I wonder if any of that made any sense.

Is this really all? I don't believe in the Christian God nor the Muslim God nor the Jewish God nor any of the Hindu, Sikh, Wiccan Gods or Goddesses. Because they're all completely illogical. It might as well be a giant hippo that speaks Japenese that runs the world. It makes just as much sense and the possibilities are infinate. But more likely it's just evolution and the big bang and all that crap. I don't really believe in the big bang. The universe might well actually be infinate. Is the universe infinate?

Are there more than one? Is it not really a matter of our time and space? Is there another universe in another place completely impossible to travel to with any technology? Are there many?

Is life actually real? Is this a dream? Then what is dreaming? What random creature created me? Maybe the only thing that actually exists is thought and conciousness, which is just trapped in emptiness and creates its own world because there is nothing else. Maybe even emptiness doesn't even exist. Maybe there is nothing.

Nothing?

Is it possible? Is it possible? Is any of this possible?

It's impossible and certain all at the same time. How. How. How.

My mind does not have enough strength to work with all of this irrelevant information. I've trained it to only work with things that I can actually do and change. That kind of means I've also trained it out of things that aren't impossible but highly unlikley. Like me actually making a difference to the world. Isn't that sad?

Now all I know how to do is brush my teeth and shit and pay bus fares and I've trained myself to love money, I admit it, I never loved it before but I needed a purpose. I've really been sucked into the bullshit that is the capitalist dream. I'm lost. I'm stuck. I don't believe in anything. I hate myself. I hate the world. I can't do anything about it because I've kind of half convinced myself that I have to try and half convinced myself that there's no point. So I can kind of think that I'm trying but not put myself in danger. Kind of a survival thing.

Am I actually talking this much bullshit all in one sitting? I am and in a weird way it seems like it matters even though it can't really?

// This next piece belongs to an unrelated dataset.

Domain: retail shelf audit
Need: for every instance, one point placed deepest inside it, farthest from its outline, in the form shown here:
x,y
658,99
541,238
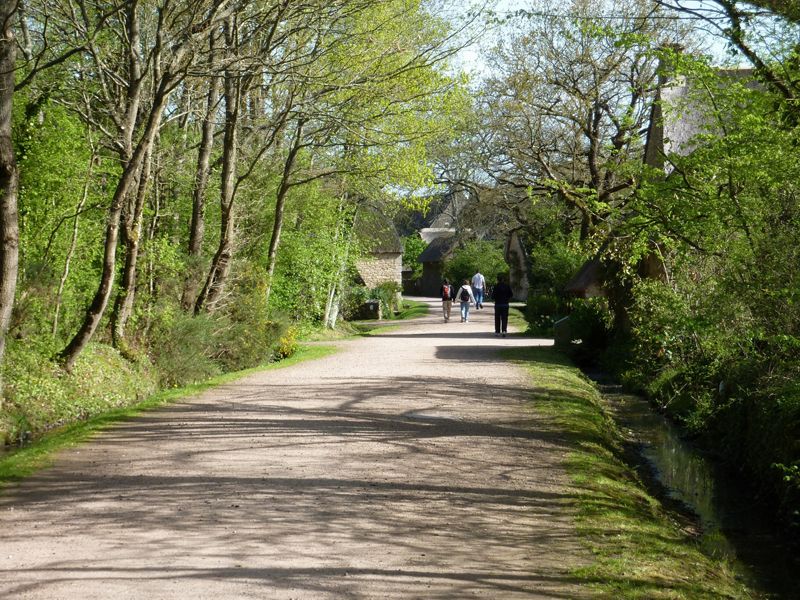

Have I progressed or deteriorated?

I know that when I'm tripping I'm preoccupied with my childhood. With the things that mattered then. There's a reason. I cared then. I thought and I thought about irrlevant things like this. I couldn't express them but I thought about them.

And now I've kind of forgotten how.

There. I said it. There was something before but now I'm a shell.

I'm not high. I'm not on anything. I haven't gotten stoned for over 24 hours. I won't anymore either. Fuck that. Fuck that. I want to go back. I want to be a child again when my mind was full. When I actually used my brain. Maybe the reason we only use such a small percentage of our brains is that we forget how to. Maybe we're in the final stage. Maybe we were full and intelligent beings in the life before this one and now we're lost.

Hey there's a thought. Maybe there are other lives. Maybe humanity is when we're old and degraded and have barely any thought left. Or maybe it's just the begining. Maybe it's neither. Maybe it's all we are and all we will ever be.

Is there more?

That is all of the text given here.